This is by far the best argument for static typing I've ever heard. I'm not a
big fan of static typing (mostly due to Java). I like Scala, but I think its
type system is way over the top.

For the most part, I care about rapid development, and you'll always need unit
tests anyway, so they can also test your types for you. And Scala type
matching in its builtin switch statements can always get my type back when I
get handed an Object. With tools like that, I don't really need absolute type
safety.

But getting the shape of your data structures out of your head, that's
definitely an advantage.

------
badman_ting
I agree strongly with the statement the author calls out. Stop believing in
yourself and your amazing abilities, and embrace your incompetence. Stop
talking about what a great marksman you are, look down at your bullet-ridden
feet at long last, and embrace tools that make it harder to shoot yourself in
the foot.

This weekend I found a collection of Javascript tests meant to evaluate one's
abilities. I spent an hour trying to get the project to run, so I could take
the tests, but it was all built on piles of Jello. A bunch of slightly-
incompatible versions of libraries and frameworks and shit, so that 3 months
after its release I couldn't use it. Stop the madness. Build shit to last and
stop using things that make your next 5 seconds in emacs slightly easier at
the expense of everyone else.

------
Aqueous
Maybe it would be better to say, "I'm a pretty good programmer. However, I'm
not perfect, and I make mistakes. Static typing helps minimize the mistakes."

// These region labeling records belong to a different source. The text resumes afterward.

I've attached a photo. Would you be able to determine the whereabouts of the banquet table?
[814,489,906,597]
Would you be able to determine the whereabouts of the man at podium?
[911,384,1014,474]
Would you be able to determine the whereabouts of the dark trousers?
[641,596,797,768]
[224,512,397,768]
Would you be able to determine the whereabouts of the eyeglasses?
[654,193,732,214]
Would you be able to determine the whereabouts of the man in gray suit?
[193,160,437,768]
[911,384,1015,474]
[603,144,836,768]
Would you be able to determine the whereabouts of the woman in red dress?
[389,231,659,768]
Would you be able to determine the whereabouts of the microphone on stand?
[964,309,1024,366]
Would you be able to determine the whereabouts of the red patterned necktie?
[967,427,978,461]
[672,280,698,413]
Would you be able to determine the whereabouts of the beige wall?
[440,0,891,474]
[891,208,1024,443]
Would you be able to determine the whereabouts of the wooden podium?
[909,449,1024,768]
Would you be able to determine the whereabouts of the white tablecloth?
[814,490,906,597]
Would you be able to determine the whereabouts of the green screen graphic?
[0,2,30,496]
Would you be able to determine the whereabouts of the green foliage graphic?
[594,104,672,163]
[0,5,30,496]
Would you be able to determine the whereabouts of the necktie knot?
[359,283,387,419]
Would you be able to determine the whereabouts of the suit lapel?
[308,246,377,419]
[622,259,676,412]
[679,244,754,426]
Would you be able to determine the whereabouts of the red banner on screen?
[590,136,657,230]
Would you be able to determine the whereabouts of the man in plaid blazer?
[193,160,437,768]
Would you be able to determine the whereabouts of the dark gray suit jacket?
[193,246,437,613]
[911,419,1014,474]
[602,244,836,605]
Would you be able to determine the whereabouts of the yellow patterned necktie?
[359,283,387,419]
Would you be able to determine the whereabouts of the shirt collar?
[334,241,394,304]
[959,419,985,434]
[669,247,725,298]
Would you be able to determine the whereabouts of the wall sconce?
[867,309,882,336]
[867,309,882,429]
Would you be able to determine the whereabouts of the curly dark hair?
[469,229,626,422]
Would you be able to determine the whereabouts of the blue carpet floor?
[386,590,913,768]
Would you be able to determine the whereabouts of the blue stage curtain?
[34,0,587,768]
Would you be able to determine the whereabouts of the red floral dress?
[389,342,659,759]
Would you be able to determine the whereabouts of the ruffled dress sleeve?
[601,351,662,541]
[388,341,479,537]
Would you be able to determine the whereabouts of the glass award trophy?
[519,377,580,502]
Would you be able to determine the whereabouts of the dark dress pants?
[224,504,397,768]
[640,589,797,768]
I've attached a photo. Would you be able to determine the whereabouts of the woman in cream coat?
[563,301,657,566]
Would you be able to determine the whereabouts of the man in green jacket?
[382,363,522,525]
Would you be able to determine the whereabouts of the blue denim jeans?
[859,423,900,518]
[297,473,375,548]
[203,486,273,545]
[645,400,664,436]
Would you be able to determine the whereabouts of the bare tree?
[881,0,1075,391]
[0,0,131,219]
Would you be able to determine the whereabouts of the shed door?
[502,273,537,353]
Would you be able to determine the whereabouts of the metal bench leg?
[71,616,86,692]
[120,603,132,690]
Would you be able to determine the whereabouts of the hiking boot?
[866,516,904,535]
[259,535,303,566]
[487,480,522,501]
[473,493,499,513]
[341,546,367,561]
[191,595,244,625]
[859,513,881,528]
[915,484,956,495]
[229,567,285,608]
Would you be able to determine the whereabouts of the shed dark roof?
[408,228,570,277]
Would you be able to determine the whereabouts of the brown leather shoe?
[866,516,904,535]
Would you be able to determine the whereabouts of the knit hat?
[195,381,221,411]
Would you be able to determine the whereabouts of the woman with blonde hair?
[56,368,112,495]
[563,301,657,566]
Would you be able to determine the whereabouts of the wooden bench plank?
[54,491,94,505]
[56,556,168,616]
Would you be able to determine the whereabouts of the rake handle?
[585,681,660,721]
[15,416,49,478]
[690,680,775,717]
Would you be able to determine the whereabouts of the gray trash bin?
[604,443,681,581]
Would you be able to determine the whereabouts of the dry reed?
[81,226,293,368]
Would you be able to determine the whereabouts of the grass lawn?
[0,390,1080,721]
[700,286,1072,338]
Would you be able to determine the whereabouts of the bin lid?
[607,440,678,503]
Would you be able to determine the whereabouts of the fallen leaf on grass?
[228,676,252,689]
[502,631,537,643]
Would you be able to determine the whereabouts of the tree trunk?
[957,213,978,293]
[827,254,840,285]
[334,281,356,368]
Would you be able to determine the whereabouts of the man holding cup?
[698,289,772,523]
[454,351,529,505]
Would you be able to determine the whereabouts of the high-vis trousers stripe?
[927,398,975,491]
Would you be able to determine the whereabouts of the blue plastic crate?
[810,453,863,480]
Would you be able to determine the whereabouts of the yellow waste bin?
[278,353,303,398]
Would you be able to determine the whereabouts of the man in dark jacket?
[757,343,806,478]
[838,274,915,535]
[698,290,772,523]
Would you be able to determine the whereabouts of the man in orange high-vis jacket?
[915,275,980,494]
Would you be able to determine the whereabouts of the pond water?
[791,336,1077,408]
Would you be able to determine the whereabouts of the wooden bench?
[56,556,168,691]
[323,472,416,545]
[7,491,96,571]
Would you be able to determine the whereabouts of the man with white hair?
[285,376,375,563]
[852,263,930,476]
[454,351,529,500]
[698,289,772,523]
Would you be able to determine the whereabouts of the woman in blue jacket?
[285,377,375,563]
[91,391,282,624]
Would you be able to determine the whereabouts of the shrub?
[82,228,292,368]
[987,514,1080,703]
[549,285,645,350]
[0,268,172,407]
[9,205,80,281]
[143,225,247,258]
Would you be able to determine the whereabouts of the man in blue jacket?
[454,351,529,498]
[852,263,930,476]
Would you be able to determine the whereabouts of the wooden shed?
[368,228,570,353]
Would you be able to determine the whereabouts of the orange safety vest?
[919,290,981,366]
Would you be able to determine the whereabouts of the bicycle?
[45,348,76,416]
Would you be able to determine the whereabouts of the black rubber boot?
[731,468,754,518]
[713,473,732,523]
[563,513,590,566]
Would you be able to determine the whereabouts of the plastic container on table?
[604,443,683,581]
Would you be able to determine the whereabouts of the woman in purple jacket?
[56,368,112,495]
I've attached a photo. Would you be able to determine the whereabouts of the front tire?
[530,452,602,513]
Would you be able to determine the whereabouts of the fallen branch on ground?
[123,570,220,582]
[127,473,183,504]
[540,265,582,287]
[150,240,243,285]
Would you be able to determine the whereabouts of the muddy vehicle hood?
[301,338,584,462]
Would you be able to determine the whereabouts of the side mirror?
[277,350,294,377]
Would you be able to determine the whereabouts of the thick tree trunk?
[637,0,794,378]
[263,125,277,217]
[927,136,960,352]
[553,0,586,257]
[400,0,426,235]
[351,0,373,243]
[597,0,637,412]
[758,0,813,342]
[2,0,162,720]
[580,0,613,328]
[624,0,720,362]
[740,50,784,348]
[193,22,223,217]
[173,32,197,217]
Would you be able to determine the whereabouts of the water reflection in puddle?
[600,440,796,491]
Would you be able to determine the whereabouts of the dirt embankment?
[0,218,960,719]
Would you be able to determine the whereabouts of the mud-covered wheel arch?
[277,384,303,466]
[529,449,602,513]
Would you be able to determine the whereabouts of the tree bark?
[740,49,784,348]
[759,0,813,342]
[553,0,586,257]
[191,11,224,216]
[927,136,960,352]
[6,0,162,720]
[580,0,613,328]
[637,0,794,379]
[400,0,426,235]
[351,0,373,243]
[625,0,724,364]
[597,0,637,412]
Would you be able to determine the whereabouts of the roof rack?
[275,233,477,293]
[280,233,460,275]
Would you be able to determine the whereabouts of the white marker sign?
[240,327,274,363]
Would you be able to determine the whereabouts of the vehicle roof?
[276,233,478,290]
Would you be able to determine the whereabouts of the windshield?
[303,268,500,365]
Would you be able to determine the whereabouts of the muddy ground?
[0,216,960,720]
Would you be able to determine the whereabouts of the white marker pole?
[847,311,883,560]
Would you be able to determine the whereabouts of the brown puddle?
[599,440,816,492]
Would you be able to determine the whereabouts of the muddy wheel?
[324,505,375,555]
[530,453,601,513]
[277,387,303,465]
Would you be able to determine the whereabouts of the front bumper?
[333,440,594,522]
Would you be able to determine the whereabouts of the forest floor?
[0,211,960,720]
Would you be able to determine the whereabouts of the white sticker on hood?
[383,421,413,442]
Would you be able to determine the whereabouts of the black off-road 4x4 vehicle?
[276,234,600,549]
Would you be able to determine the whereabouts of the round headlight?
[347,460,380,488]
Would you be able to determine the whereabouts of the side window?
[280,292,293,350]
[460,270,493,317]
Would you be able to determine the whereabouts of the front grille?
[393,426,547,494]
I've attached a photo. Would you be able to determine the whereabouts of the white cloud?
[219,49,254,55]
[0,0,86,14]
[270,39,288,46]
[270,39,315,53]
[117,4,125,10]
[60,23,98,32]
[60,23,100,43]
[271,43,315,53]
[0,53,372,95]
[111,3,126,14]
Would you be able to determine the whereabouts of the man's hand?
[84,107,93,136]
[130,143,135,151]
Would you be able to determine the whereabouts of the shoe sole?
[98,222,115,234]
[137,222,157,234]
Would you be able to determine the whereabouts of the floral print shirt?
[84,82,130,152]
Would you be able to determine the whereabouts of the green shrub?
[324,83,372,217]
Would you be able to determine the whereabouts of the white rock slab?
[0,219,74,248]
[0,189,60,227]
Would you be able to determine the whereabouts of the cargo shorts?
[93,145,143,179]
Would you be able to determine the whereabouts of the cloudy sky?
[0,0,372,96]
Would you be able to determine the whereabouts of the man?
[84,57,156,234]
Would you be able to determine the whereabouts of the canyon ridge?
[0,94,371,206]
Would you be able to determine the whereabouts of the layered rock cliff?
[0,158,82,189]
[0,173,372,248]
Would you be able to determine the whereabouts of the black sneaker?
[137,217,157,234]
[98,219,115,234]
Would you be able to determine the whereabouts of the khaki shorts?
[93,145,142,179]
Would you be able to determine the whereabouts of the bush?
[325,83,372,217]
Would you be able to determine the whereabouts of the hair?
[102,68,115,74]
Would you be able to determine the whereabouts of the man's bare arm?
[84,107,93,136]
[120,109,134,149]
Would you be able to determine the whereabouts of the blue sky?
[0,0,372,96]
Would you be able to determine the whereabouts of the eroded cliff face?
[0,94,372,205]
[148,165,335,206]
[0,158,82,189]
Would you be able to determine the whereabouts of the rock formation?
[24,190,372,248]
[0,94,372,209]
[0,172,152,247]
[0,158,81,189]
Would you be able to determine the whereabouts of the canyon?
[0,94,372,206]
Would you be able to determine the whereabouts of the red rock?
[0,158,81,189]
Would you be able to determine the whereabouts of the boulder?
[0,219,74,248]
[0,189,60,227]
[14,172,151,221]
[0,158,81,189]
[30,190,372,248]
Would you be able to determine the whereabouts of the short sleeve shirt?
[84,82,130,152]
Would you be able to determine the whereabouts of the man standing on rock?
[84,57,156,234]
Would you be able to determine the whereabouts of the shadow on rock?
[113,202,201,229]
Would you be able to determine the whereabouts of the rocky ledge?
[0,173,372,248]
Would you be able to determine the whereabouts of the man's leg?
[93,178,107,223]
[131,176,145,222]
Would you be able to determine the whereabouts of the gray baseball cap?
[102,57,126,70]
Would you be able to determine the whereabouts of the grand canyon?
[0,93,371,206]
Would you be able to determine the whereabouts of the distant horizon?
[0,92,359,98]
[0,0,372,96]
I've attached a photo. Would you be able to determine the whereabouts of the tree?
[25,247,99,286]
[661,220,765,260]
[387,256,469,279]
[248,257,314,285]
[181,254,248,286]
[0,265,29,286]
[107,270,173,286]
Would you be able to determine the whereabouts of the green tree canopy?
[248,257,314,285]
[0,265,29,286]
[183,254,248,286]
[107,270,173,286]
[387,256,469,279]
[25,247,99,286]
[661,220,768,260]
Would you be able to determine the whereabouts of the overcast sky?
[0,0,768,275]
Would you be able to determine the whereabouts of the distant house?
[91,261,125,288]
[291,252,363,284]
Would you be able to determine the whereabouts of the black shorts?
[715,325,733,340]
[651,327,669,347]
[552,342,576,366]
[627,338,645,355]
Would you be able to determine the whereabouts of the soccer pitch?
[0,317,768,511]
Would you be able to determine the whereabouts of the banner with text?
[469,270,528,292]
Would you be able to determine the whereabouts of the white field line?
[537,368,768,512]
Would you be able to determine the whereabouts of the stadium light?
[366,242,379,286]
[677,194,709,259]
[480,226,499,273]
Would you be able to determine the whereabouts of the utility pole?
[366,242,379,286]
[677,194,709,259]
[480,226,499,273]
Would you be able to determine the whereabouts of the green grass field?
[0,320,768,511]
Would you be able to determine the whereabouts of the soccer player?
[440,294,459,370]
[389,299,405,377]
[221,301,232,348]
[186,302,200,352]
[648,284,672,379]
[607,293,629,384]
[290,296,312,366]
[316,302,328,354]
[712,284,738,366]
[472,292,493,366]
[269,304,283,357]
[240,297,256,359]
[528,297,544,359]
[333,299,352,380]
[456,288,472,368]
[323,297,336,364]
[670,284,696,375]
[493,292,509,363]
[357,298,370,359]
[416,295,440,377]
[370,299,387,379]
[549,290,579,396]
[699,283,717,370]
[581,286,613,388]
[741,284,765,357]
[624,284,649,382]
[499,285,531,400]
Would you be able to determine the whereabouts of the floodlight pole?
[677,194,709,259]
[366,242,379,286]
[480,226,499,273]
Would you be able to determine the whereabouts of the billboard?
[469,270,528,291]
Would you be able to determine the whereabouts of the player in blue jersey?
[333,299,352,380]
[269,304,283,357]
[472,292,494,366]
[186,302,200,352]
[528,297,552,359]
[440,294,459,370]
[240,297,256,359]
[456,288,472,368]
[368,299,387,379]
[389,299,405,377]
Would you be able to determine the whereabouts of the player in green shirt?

The one thing I don't like about Scala is type inference. We spend all that
time specifying the exact type of parameters and return values, but then we
can just lazily declare an immutable value val, set it equal to a return value
of a function, whose signature is in different file, and from a quick glance
at the code we can not tell what 'val' is. it might be convenient in the short
run, and splits the difference between convenience of dynamic typing and the
precision of static typing, but it does so at the cost of readability.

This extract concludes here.